At the briefing, Colonel Tice gave his classic speech. He said, "Welcome to Nellis Air Force Base men, the finest fighter weapons school in the world. We're going to do one of three things to you here—wash you out, kill you, or make you one of the best fighter pilots in the world. The choice is yours."
These guys quickly learned that training at Nellis was going to be hard-hitting, relentless, and with no room for errors. To prove this point, the motto of the 3595th Flying Training Group was "Every man a tiger," and Colonel Tice even had his personal F-86 adorned with this animal, and the motto written underneath. The gun panel on the left side of the fuselage had multiple rows of painted red stars with the words “Over 500 MiGs destroyed by Nellis-trained pilots” emblazoned diagonally across the rows.
The idea was to form an aggressive attitude among the new pilots, not letting them get slack in performing the proper maneuvers and tactics. After all, this wasn't single-engine pilot school anymore; it was combat training. Every battle condition was presented on the desert ranges to give these guys a realistic scenario of what they might experience when they got to Korea. Many times, the new pilots would even engage in "rat races" where they tried to outmaneuver each other as in a dogfight. There were many occasions, especially while flying F-80s out to the bombing range, when "aggressor" pilots flying F-86 Sabres would swoop down from above creating a swirl of activity. A lot of times when this happened, too much fuel was burned up while getting away, and the pilots in the F-80s had to return to base without releasing a single practice bomb on the range.

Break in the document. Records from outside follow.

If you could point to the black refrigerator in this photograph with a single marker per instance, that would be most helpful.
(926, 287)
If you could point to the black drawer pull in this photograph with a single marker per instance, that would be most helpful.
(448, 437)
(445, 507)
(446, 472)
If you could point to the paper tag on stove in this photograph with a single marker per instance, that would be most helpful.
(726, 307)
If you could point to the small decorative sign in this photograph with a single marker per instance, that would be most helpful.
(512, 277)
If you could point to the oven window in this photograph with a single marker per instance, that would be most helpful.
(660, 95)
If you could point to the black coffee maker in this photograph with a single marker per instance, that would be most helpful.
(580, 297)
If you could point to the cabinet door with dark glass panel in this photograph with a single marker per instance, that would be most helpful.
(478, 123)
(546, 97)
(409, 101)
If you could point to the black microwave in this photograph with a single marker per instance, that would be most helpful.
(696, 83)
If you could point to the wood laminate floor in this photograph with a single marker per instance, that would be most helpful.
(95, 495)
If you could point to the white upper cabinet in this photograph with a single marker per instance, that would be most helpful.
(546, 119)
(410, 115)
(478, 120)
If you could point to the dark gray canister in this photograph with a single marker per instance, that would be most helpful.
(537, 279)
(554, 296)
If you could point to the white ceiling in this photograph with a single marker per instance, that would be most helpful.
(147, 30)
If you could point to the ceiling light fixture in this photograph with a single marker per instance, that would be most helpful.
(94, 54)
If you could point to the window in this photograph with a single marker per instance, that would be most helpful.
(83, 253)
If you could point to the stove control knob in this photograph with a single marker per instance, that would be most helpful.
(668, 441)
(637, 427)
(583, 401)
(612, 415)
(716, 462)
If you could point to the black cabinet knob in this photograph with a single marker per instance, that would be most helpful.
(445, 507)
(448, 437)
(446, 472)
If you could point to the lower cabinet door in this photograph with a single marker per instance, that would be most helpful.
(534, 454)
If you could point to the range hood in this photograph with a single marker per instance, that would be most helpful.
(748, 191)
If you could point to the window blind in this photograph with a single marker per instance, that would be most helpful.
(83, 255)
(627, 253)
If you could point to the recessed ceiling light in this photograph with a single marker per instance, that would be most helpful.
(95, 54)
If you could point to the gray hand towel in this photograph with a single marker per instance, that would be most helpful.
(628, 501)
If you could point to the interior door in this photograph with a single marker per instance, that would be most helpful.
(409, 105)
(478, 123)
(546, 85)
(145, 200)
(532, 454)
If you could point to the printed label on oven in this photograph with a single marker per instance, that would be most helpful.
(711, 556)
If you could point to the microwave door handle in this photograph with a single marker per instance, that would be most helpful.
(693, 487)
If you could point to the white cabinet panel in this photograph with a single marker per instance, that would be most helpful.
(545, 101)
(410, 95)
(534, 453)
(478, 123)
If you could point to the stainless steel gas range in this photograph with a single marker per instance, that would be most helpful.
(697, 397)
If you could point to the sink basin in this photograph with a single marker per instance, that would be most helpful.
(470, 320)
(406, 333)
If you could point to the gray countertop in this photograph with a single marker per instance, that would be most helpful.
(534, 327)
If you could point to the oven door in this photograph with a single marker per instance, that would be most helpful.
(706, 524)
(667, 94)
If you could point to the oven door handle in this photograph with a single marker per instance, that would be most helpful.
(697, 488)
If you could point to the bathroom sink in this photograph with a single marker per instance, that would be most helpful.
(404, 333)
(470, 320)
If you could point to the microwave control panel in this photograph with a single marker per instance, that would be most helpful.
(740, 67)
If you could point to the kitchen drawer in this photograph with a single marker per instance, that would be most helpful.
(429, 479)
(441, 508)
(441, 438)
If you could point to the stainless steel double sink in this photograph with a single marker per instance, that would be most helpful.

But again, this was Nellis. The instructors were some of the best in the Air Force. Most of them had combat experience in Korea, with a few having fought also during World War II. Their message to the students was simple. They said, “Anytime you are in the air at Nellis, you are fair game for anyone.” And they backed this up with liberal "bounces" anywhere and anytime. Even while on a bombing or strafing mission, a pilot had to be constantly looking over his shoulder. The instructors who flew these aggressor aircraft kept their gun cameras on at all times, and if any one of them came back with a pilot’s tail number on his gun camera film, then he was in big trouble.
Some of the instructors were aces, having been assigned to Nellis to sharpen the skills of these untrained fighter pilots. A couple notable ones were Maj. Frederick C. "Boots" Blesse with 10 MiGs to his credit, and Capt. Iven C. Kincheloe, Jr. with five. Blesse arrived at Nellis in December, two months after Jim began his training. He started out as an instructor, but later moved up to be one of the squadron commanders. Captain Kinchloe arrived in early 1953, during the second phase of training when the guys were flying F-86s in multiple training exercises. These young pilots looked up to all these combat veterans with total admiration, absorbing every word that was spoken, and trying to emulate their talent out on the range.